In a video posted to her social media accounts, Hilton included clips from a speech she delivered at the Capitol earlier this year, along with new testimony supporting the Defiance Act. The bill, which has garnered bipartisan support, aims to give survivors of AI generated non consensual imagery a clear legal path to seek justice. While watching the video, what strikes you is not the polished delivery of a seasoned celebrity, but the raw exhaustion in her voice. She has lived through public humiliation before, more than two decades ago, when a private sex tape with her then boyfriend Rick Salomon was leaked online. That experience, as she described it, was a nightmare of its own kind. She later sued the company that distributed the tape for thirty million dollars, citing violation of privacy and emotional distress. Reflecting on that period, Hilton said, “They sold my pain for clicks, and then they told me to be quiet, to move on, to even be grateful for the attention.”

That warning from the past now feels prophetic. The deepfake images she faces today are not real, but they are devastatingly convincing. And unlike the leaked tape, which at least captured something that actually happened, these images are complete fabrications. Yet the harm is identical, the violation is just as deep, and the spread is even faster thanks to AI tools that can generate high quality fakes in seconds. Hilton did not hold back when addressing lawmakers. “I know today that there are over 100,000 explicit deepfake images of me made by AI. Not one of them is real, not one of them is consensual,” she said. That number alone forces you to pause. One hundred thousand manufactured violations, each one a small assault on her dignity, shared, saved, and commented on by strangers who may never know or care that the images are fake.
What makes Hilton’s advocacy particularly compelling is how she connects this issue to her role as a mother. She has a daughter who is just two and a half years old, and the thought of that child growing up in a world where any woman’s face can be digitally stripped and weaponized is clearly unbearable for her. “Too many women are afraid to exist online or sometimes to exist at all. Now, I have a daughter. She is just two and a half years old, and I would go to the ends of the earth to protect her. But I can’t protect her from this. Not yet. And that’s why I am here. I am Paris Hilton, a woman, a wife, a mom, a survivor, and what was done to me was wrong. I will keep telling the truth to protect every woman, every girl, every survivor now and for the future,” she said in her testimony. There is no hyperbole in her words, only the quiet terror of a parent realizing that the law has not caught up with technology.
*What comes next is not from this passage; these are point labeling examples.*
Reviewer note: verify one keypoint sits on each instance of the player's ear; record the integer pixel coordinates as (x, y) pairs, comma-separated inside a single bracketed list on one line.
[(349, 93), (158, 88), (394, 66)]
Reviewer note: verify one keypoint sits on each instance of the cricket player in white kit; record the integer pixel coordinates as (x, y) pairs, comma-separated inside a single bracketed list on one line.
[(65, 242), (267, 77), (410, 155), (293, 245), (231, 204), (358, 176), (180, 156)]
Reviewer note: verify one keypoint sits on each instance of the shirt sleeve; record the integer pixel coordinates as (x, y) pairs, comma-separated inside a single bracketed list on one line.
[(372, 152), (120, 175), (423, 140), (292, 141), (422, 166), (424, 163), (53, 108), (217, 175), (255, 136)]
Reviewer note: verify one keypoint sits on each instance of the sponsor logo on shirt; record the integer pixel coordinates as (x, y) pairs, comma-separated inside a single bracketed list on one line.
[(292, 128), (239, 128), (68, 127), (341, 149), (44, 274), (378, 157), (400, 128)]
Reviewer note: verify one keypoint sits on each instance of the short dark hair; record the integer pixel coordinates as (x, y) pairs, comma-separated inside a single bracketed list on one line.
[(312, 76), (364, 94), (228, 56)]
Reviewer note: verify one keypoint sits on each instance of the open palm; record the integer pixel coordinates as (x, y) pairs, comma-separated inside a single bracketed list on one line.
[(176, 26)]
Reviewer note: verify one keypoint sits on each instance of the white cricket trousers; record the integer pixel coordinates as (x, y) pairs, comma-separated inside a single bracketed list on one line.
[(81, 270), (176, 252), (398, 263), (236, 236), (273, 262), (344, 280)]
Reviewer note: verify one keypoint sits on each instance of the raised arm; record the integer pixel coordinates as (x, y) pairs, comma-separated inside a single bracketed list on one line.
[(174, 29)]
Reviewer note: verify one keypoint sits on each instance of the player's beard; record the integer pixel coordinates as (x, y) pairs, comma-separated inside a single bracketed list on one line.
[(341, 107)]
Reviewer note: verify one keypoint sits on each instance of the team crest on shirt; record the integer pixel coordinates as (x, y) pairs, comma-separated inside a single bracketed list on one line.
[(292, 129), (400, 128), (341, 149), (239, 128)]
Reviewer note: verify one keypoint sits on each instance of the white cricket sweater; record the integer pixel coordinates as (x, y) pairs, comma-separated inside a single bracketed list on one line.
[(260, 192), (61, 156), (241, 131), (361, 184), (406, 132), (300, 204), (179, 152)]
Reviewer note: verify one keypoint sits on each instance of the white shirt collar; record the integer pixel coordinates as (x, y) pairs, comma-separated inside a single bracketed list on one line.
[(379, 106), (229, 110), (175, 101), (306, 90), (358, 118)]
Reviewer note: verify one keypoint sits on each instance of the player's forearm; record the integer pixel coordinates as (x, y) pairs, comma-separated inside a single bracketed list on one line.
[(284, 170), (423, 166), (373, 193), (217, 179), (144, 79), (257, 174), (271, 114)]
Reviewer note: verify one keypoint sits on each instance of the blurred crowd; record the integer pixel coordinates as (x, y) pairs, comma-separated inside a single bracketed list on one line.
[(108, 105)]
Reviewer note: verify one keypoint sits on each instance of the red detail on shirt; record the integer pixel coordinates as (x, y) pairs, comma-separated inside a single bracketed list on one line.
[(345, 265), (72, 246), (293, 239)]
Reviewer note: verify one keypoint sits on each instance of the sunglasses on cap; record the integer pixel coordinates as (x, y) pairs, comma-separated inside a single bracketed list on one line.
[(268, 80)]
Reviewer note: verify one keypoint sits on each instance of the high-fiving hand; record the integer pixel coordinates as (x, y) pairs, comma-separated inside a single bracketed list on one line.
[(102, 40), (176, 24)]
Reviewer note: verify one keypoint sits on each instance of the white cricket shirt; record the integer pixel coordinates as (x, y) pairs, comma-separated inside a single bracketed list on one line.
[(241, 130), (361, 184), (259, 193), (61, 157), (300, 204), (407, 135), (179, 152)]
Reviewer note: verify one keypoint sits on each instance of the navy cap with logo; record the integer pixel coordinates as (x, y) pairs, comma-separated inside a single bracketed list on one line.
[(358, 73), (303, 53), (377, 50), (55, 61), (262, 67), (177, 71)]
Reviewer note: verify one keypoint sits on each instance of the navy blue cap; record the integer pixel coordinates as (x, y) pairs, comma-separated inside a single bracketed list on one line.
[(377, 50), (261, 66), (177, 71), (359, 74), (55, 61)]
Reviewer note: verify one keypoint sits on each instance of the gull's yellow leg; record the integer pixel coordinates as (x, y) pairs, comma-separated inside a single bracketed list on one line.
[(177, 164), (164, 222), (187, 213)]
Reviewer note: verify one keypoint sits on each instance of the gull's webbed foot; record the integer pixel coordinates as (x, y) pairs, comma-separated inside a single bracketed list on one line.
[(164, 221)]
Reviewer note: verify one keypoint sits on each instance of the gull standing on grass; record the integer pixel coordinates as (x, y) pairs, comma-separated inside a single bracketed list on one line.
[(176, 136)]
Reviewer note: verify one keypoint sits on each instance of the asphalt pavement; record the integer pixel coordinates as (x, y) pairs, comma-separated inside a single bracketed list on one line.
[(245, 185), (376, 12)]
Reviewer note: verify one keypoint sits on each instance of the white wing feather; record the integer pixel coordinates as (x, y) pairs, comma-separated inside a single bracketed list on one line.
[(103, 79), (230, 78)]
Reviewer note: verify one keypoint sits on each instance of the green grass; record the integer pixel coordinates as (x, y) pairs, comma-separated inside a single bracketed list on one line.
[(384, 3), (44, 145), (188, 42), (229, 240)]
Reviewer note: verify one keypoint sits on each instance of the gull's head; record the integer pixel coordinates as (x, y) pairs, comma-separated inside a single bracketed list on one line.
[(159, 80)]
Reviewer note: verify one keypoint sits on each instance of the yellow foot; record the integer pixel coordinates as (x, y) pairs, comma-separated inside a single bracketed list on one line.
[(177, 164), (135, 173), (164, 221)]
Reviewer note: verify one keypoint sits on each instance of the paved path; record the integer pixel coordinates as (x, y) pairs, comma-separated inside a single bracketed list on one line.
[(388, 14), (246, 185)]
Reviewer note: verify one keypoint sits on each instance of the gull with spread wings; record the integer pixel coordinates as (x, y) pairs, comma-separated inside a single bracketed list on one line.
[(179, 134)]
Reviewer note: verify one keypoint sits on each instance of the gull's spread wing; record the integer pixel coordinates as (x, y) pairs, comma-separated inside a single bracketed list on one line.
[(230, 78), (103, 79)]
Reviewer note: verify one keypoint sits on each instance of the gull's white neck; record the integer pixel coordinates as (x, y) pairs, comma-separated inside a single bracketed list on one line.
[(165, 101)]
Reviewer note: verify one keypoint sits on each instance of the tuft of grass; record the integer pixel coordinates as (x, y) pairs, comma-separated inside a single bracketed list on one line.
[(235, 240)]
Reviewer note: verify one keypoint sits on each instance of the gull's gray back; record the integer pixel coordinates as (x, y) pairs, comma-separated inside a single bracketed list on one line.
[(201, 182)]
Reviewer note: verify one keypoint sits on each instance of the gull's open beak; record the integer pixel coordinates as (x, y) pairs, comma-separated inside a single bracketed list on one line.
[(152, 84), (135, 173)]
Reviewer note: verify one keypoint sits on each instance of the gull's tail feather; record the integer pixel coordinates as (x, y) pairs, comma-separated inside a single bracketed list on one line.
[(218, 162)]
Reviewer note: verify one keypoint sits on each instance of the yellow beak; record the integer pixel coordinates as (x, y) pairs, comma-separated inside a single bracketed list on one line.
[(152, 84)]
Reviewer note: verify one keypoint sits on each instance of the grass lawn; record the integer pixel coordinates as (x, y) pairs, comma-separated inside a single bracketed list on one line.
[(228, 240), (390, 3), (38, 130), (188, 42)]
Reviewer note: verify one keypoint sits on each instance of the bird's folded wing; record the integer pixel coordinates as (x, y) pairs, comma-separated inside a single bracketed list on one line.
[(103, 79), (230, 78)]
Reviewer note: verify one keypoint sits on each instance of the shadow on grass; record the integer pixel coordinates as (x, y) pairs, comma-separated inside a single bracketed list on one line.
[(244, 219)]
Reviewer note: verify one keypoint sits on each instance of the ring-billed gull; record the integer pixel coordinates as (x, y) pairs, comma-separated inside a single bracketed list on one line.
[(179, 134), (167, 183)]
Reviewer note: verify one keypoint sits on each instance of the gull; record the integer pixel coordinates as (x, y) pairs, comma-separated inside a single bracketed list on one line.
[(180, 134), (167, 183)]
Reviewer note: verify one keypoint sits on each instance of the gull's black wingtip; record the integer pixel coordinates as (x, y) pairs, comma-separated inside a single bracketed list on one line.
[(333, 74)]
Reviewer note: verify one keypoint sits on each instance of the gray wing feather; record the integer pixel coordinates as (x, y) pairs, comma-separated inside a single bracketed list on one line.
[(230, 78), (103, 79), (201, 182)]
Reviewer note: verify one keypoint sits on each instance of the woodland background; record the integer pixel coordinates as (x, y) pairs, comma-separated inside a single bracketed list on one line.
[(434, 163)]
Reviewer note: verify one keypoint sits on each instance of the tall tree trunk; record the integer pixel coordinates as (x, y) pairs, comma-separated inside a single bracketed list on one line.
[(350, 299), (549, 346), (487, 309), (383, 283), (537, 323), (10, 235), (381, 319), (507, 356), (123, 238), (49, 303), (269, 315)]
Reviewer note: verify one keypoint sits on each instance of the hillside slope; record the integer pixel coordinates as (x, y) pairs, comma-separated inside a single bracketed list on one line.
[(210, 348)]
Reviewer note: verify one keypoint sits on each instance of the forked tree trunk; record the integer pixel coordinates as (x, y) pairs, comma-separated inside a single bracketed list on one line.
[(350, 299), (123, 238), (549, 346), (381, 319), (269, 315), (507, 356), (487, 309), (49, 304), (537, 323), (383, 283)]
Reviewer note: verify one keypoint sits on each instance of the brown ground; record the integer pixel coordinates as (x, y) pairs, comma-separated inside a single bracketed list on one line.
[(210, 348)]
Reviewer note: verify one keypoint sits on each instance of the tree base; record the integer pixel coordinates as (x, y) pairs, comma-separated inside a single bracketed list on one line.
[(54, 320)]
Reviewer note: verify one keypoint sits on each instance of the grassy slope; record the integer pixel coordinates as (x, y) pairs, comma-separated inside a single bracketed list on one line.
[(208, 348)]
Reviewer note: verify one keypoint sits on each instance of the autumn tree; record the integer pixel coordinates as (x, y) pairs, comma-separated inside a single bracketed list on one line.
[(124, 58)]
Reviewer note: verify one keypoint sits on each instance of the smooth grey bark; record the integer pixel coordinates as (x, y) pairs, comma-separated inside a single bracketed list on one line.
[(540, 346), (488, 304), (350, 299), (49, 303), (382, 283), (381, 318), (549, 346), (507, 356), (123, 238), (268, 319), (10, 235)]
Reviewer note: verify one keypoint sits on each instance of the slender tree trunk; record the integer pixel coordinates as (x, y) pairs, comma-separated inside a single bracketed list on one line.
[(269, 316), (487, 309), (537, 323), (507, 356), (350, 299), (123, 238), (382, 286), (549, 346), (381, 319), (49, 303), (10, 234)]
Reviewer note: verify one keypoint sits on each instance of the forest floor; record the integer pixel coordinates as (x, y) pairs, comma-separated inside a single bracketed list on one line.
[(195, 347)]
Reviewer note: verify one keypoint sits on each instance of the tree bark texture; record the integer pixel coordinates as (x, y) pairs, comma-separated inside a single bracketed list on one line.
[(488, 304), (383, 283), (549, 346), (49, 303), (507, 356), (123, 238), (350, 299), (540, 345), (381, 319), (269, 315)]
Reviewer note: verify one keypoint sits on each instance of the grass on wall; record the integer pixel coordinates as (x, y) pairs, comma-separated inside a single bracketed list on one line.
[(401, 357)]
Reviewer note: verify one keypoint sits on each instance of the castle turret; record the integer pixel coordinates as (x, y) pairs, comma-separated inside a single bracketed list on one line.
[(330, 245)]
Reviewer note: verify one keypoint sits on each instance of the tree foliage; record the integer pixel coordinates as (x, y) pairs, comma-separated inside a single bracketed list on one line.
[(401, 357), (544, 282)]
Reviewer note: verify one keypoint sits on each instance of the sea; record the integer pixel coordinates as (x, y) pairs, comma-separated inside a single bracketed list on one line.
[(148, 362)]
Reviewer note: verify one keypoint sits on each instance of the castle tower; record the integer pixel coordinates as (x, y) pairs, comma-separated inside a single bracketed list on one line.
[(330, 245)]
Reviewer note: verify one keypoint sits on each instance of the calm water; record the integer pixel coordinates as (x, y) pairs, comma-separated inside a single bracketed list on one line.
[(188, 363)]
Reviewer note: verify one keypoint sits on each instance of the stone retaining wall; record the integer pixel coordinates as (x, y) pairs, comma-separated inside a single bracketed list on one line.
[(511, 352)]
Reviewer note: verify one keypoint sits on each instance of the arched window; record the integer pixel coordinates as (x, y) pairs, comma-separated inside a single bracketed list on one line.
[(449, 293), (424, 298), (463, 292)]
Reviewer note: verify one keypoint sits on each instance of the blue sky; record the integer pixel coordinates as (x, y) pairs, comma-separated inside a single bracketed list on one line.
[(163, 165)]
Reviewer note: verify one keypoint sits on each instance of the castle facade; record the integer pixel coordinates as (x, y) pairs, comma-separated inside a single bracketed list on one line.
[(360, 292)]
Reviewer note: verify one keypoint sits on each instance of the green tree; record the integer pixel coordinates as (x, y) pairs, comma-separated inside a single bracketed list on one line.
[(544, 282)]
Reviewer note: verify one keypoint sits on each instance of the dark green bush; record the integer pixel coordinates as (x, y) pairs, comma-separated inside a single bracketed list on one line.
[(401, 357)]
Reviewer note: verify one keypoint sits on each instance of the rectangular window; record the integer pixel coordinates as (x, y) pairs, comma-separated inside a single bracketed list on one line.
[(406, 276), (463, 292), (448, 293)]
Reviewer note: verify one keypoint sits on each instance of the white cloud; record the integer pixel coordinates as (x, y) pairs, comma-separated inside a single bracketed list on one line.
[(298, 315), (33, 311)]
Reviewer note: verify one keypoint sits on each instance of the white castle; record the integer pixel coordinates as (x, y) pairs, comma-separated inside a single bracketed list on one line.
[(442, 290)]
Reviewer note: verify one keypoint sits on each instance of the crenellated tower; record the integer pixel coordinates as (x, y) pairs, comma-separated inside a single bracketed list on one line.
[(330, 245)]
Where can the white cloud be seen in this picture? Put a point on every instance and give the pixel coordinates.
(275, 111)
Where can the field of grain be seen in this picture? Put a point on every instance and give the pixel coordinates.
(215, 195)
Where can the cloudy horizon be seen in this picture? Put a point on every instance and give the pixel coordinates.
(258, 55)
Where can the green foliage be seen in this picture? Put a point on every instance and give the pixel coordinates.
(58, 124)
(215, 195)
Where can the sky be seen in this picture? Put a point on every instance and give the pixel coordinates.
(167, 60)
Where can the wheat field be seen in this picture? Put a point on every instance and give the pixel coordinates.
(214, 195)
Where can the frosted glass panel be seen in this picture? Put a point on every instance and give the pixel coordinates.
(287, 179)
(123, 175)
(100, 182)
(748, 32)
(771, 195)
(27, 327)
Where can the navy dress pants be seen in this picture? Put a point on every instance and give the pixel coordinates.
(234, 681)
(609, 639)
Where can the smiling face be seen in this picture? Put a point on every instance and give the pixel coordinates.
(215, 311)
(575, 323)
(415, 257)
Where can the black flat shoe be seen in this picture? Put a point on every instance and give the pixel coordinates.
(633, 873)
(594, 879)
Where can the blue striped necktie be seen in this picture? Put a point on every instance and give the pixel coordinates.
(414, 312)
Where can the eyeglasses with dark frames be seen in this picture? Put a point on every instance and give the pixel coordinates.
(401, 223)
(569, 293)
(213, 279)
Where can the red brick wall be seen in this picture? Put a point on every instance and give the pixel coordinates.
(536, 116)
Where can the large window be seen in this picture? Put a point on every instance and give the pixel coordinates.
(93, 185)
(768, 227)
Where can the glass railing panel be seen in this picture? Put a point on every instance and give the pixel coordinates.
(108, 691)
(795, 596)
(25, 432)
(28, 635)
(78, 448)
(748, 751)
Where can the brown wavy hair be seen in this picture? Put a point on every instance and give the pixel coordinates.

The Defiance Act, formally known as the Disrupt Explicit Forged Images and Non Consensual Edits Act, is a bipartisan federal bill led by House Representatives Alexandria Ocasio Cortez and Laurel Lee. The legislation would allow victims of deepfake pornography and other intimate digital forgeries to file civil lawsuits against the people who create and distribute this content. Currently, there is no federal law that specifically addresses AI generated non consensual intimate imagery. Victims often find themselves caught in a frustrating loop, reporting images to platforms that may or may not remove them, while the original creators face little to no consequences. Hilton joined both representatives at the Capitol in Washington DC in January to lend her support in person. At that event, Ocasio Cortez noted that the legislation was critical because “we have seen an absolute explosion in AI generated images used to sexually harass victims and children.”
Hilton reinforced her position in a separate video, explaining why the bill matters in practical terms. “This act would make it so that victims can go into court and sue because there is no law to regulate it now. I want my children to be in a world that is safe, so I’m gonna do everything in my power to help make that happen,” she said. That straightforward explanation cuts through the legal complexity. Without a law, victims have nowhere to turn except to tech companies that are often slow to respond. With a law, they have the power to hold individuals accountable in a court of law. That shift from asking for mercy to demanding justice is exactly what advocates have been fighting for.
There is, of course, a broader conversation to be had about the limits of any single piece of legislation. The Defiance Act focuses on civil remedies, not criminal penalties. That means victims could sue for damages, but creators of deepfake pornography would not automatically face jail time unless other laws are broken. Some critics argue that civil lawsuits are expensive and time consuming, which might still leave low income victims without real recourse.